My heart was thumping in my chest, and it wasn’t only because of what we’d just done. I felt raw, exposed. Panicked. The money being gone, then the conversation with my mother, had shaken something loose in me. I hated it, and I couldn’t stop it.

I was so good at not thinking about the things I didn’t want to think about. Except right now, I wasn’t.

Tell him, I thought. Tell him.

If I told him, I’d lose everything. I didn’t have much, but I wasn’t willing to risk it. Not yet. Not now. I had worked too hard for it. It mattered. Eddie mattered. This marriage mattered, and I wasn’t used to having something in my grip that I didn’t want to let go of. Something I wasn’t willing to leave behind.

“Do you ever wonder about your parents?” I asked into the quiet. “Your real ones?”

Eddie’s voice was slurring. He was drifting off into sleep. “I used to. Not so much anymore.”

“Do you ever wonder if you’re like them? If being like them is inevitable, even if you don’t know who they are?”

“That’s an intense question,” Eddie said, but of course, he answered. “Yeah, I’ve wondered that. I don’t even know if I look like either of my parents. I don’t have a picture of my mother, and I don’t remember my father at all.” He rubbed his forehead slowly. “Maybe one of them was a genius. Or a psychopath, you know? Maybe that’s why there’s something wrong with me. Maybe I would be like this, even if I hadn’t gone overseas.”

I was quiet, staring at the ceiling. My eyes were dry as sand.

“It was getting better for a while,” Eddie went on, his voice quiet. “But lately...” He trailed off.

“Lately what?”

“It isn’t getting worse, exactly. It’s changing. I don’t see the stuff I used to see. I see different things—or at least, I think I do. The nightmares have stopped, but sometimes I feel like I’m dreaming.”

“Dreaming?” I asked.

“Dreaming everything,” Eddie said. “That I’m here, living this life, with you.

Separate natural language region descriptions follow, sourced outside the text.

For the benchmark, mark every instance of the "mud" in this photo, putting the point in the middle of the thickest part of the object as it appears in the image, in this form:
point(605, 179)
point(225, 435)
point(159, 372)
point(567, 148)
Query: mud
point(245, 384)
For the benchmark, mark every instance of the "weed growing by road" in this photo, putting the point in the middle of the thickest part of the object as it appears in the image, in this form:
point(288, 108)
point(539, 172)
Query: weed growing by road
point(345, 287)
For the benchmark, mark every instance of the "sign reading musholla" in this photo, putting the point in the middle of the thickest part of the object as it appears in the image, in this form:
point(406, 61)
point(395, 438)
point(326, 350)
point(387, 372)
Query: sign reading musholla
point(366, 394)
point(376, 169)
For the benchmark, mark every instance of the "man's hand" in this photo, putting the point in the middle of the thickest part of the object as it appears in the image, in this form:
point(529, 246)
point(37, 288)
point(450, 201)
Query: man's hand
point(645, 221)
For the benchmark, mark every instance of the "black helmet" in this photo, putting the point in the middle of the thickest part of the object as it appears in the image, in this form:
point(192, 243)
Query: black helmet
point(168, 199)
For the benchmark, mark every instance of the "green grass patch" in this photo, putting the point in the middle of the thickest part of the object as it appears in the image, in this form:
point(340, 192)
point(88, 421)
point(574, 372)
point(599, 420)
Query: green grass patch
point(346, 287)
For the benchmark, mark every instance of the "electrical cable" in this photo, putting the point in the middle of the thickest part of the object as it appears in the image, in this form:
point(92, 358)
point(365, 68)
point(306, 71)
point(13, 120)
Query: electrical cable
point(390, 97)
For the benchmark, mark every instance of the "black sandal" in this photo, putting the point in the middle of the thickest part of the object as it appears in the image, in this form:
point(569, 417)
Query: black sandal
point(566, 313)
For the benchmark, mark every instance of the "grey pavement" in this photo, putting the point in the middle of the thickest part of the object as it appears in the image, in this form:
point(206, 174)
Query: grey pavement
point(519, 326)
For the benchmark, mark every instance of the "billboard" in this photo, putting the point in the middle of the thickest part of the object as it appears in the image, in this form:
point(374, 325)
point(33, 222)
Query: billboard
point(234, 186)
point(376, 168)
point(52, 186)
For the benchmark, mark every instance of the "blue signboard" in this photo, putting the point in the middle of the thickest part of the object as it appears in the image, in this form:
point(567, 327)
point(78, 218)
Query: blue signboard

Like I woke up and I was just here one day, and I don’t know how I got here. Logically, I know that I came home, I met you, we got married. But I get confused. The police kept asking me why I made the turn and ended up in Coldlake Falls, and I don’t have an answer for them. I don’t know, because I don’t really remember. I honestly don’t know how I got here.”

My heart was still beating in my throat. Because I didn’t remember, either. I had dozed off when we made the turn onto Atticus Line. Or had I? Did I remember that, or was it the story I told myself? What did I really remember for sure?